Failure to Timely Report Resident-to-Resident Sexual Abuse Allegation
Penalty
Summary
The deficiency involves the facility’s failure to ensure that staff immediately reported an allegation of resident-to-resident sexual abuse to administrative staff so it could be reported to the State Survey Agency within the required two-hour timeframe. Facility policy dated June 2022 required that any complaint, observation, or suspicion of resident abuse, neglect, mistreatment, or misappropriation of resident property be reported to the Massachusetts Department of Public Health, Division of Health Care Quality, and other appropriate agencies in accordance with state and federal law.
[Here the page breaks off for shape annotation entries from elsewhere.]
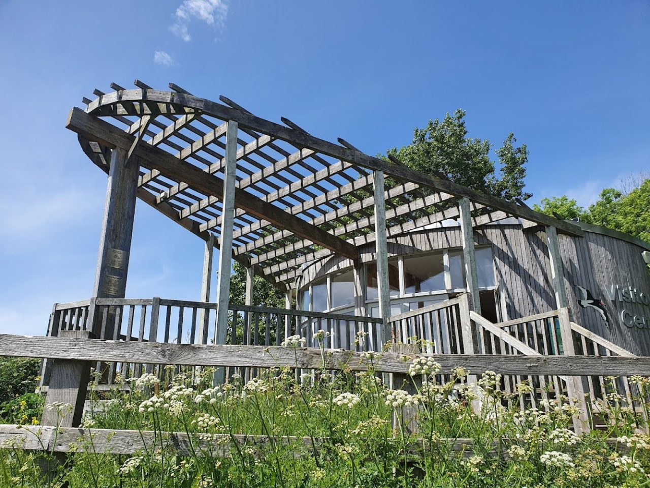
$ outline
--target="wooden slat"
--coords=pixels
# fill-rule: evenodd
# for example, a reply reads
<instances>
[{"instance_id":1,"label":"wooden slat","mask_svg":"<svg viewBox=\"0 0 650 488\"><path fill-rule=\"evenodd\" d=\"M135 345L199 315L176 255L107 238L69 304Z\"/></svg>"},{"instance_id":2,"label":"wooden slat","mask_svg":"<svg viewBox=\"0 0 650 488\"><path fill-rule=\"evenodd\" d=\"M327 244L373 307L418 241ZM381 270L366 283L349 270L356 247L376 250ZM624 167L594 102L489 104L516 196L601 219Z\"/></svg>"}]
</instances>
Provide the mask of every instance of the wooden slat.
<instances>
[{"instance_id":1,"label":"wooden slat","mask_svg":"<svg viewBox=\"0 0 650 488\"><path fill-rule=\"evenodd\" d=\"M540 320L541 319L547 319L551 317L557 317L558 311L551 310L551 312L545 312L542 314L535 314L535 315L529 315L528 317L522 317L520 319L513 319L512 320L506 320L504 322L498 322L494 324L495 327L499 327L499 329L503 329L504 327L510 327L510 325L517 325L520 323L526 323L526 322L532 322L535 320Z\"/></svg>"},{"instance_id":2,"label":"wooden slat","mask_svg":"<svg viewBox=\"0 0 650 488\"><path fill-rule=\"evenodd\" d=\"M90 139L99 139L109 146L118 146L128 150L133 144L133 136L120 130L114 126L88 115L79 109L70 111L66 127ZM140 158L144 165L158 169L161 172L177 181L185 181L198 191L218 198L224 195L223 181L214 176L207 178L200 169L185 163L169 153L150 144L136 148L134 154ZM235 204L258 218L287 228L305 238L309 238L324 247L335 251L351 258L356 258L356 249L341 239L335 237L321 229L310 225L280 208L263 202L254 195L242 191L235 191Z\"/></svg>"},{"instance_id":3,"label":"wooden slat","mask_svg":"<svg viewBox=\"0 0 650 488\"><path fill-rule=\"evenodd\" d=\"M429 313L430 312L433 312L434 310L439 310L441 308L446 308L448 306L453 306L458 304L460 299L452 298L450 300L445 300L443 302L440 302L439 303L434 303L432 305L428 305L422 308L418 308L415 310L411 310L410 312L406 312L404 314L400 314L399 315L394 315L392 317L388 318L388 321L395 322L398 320L403 320L404 319L408 319L410 317L415 317L418 315L422 315L424 314Z\"/></svg>"},{"instance_id":4,"label":"wooden slat","mask_svg":"<svg viewBox=\"0 0 650 488\"><path fill-rule=\"evenodd\" d=\"M476 320L476 314L472 316ZM505 334L494 329L495 334ZM507 334L506 334L507 335ZM504 338L504 340L507 338ZM514 338L510 337L512 340ZM521 345L517 344L517 347ZM533 351L531 349L530 351ZM494 371L511 375L567 375L631 376L650 375L650 357L614 356L541 356L489 355L415 355L432 357L442 367L441 374L449 374L462 366L478 373ZM0 334L0 353L4 356L53 358L78 360L118 361L186 364L190 366L231 366L259 368L296 366L323 367L321 351L315 347L285 347L252 346L203 346L139 342L114 342L99 339L70 339L60 337L34 337ZM531 353L532 354L532 353ZM297 358L297 359L296 359ZM386 373L406 373L410 362L403 354L384 353L374 362L374 368ZM368 361L360 353L341 349L328 352L326 369L350 368L367 371Z\"/></svg>"},{"instance_id":5,"label":"wooden slat","mask_svg":"<svg viewBox=\"0 0 650 488\"><path fill-rule=\"evenodd\" d=\"M133 103L143 100L160 102L158 103ZM118 103L119 102L119 103ZM131 111L129 112L129 110ZM554 226L558 229L574 236L583 236L584 232L571 223L549 217L530 208L506 202L491 195L467 188L451 181L424 174L404 165L387 163L378 157L343 147L304 132L289 128L279 124L256 117L252 114L216 103L188 94L170 93L157 90L124 90L107 94L92 102L88 107L89 113L97 115L142 115L150 113L168 113L170 114L189 113L200 110L222 120L237 122L242 128L247 128L267 134L277 139L287 141L300 147L306 147L341 161L356 163L372 170L382 171L397 178L413 183L419 183L435 188L439 191L451 193L457 197L466 197L473 202L483 204L495 210L500 210L514 215L544 225Z\"/></svg>"},{"instance_id":6,"label":"wooden slat","mask_svg":"<svg viewBox=\"0 0 650 488\"><path fill-rule=\"evenodd\" d=\"M97 454L130 455L155 452L160 446L159 433L146 430L114 430L111 429L87 429L60 427L46 426L0 425L0 446L49 452L88 452ZM231 458L236 446L250 446L255 449L254 456L265 454L263 450L278 445L298 444L294 455L320 455L325 443L333 441L326 437L296 437L293 436L250 435L248 434L202 434L188 435L185 432L169 432L165 435L165 449L170 455L179 456L210 456L215 458ZM392 441L391 441L392 442ZM395 440L395 442L400 442ZM606 439L610 446L616 446L621 453L627 449L616 439ZM486 450L481 444L482 455L488 457L508 458L507 450L512 444L521 444L519 440L502 439L495 441ZM436 441L435 448L450 449L462 453L465 457L475 455L474 441L469 439L440 439ZM412 454L430 454L432 446L426 439L420 439L409 446ZM301 454L305 453L305 454Z\"/></svg>"},{"instance_id":7,"label":"wooden slat","mask_svg":"<svg viewBox=\"0 0 650 488\"><path fill-rule=\"evenodd\" d=\"M627 349L624 349L619 346L617 346L614 342L611 342L604 337L598 335L597 334L594 334L591 331L589 331L581 325L578 325L575 322L571 323L571 328L572 330L580 334L581 336L587 338L588 339L593 341L597 344L600 344L605 349L608 349L612 353L616 353L619 356L623 357L636 357L636 355L632 354ZM585 351L586 352L586 351Z\"/></svg>"}]
</instances>

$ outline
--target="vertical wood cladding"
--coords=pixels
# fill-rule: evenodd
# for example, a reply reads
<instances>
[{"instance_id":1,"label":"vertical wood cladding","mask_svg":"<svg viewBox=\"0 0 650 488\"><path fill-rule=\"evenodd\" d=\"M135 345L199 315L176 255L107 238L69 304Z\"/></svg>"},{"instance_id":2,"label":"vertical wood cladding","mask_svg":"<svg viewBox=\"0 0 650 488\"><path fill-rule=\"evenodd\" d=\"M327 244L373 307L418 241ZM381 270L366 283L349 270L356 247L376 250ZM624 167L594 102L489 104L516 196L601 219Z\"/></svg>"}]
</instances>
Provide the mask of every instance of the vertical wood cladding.
<instances>
[{"instance_id":1,"label":"vertical wood cladding","mask_svg":"<svg viewBox=\"0 0 650 488\"><path fill-rule=\"evenodd\" d=\"M564 277L573 317L583 327L634 354L650 355L650 323L645 328L623 323L621 312L627 310L630 317L645 316L650 320L650 306L640 303L613 302L609 295L610 286L631 286L639 293L650 293L650 273L641 252L643 249L633 243L593 232L584 237L560 236ZM582 308L578 304L582 286L600 299L609 318L606 324L592 307Z\"/></svg>"},{"instance_id":2,"label":"vertical wood cladding","mask_svg":"<svg viewBox=\"0 0 650 488\"><path fill-rule=\"evenodd\" d=\"M588 231L582 237L566 234L558 237L572 319L634 354L650 356L650 306L614 303L608 293L612 285L619 285L650 293L650 273L646 271L641 255L644 249L615 237ZM539 227L522 229L519 225L494 225L474 232L476 245L492 247L499 293L504 295L506 304L507 317L504 319L555 308L546 242L546 233ZM460 228L430 229L389 239L389 258L396 254L445 248L460 250L462 246ZM374 260L372 244L362 246L359 251L363 262ZM349 260L338 256L312 264L305 269L301 284L352 265ZM608 325L596 310L579 306L578 286L589 290L604 303ZM646 328L624 325L620 316L623 309L632 317L646 317Z\"/></svg>"}]
</instances>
On the evening of 03/04/26, CNA #2 observed Resident #2, who did not reside in Resident #3’s room, seated on Resident #3’s bed while Resident #3 lay in bed with no clothing covering the genital area. CNA #2 saw Resident #2 touching Resident #3’s genital area with one hand, while Resident #3’s hand covered Resident #2’s hand and the other hand touched Resident #2’s chest under the shirt. CNA #2 immediately removed Resident #2 from the room and reported the incident to Nurse #1. Resident #2 had diagnoses including dementia, aphasia, conversion disorder, and post-traumatic stress disorder, and an annual MDS dated 02/25/26 showed severely impaired cognitive skills and that the resident rarely or never made self understood or understood others. Resident #3 had vascular dementia, and a quarterly MDS dated 02/17/26 indicated severely impaired cognitive patterns despite usually being able to make self understood and understand others. After CNA #2’s report, Nurse #1 acknowledged that around 6:15 P.M. on 03/04/26 she was informed of the residents’ sexual activity and stated she contacted the ADON by telephone or email and later texted the DON sometime after 11:00 P.M., approximately four hours after the incident. The ADON did not recall being informed, and the DON reported she did not become aware of the incident until seeing Nurse #1’s text at about 5:00 A.M. on 03/05/26, nearly 11 hours after the event, at which time she notified the Administrator. The Administrator stated he first learned of the allegation when the DON texted him the morning of 03/05/26 as he arrived at 8:00 A.M., and confirmed the incident was not reported to the State Agency within two hours, with the Health Care Facility Reporting System submission created on 03/05/26 at 1:29 P.M., more than 18 hours after the alleged incident occurred.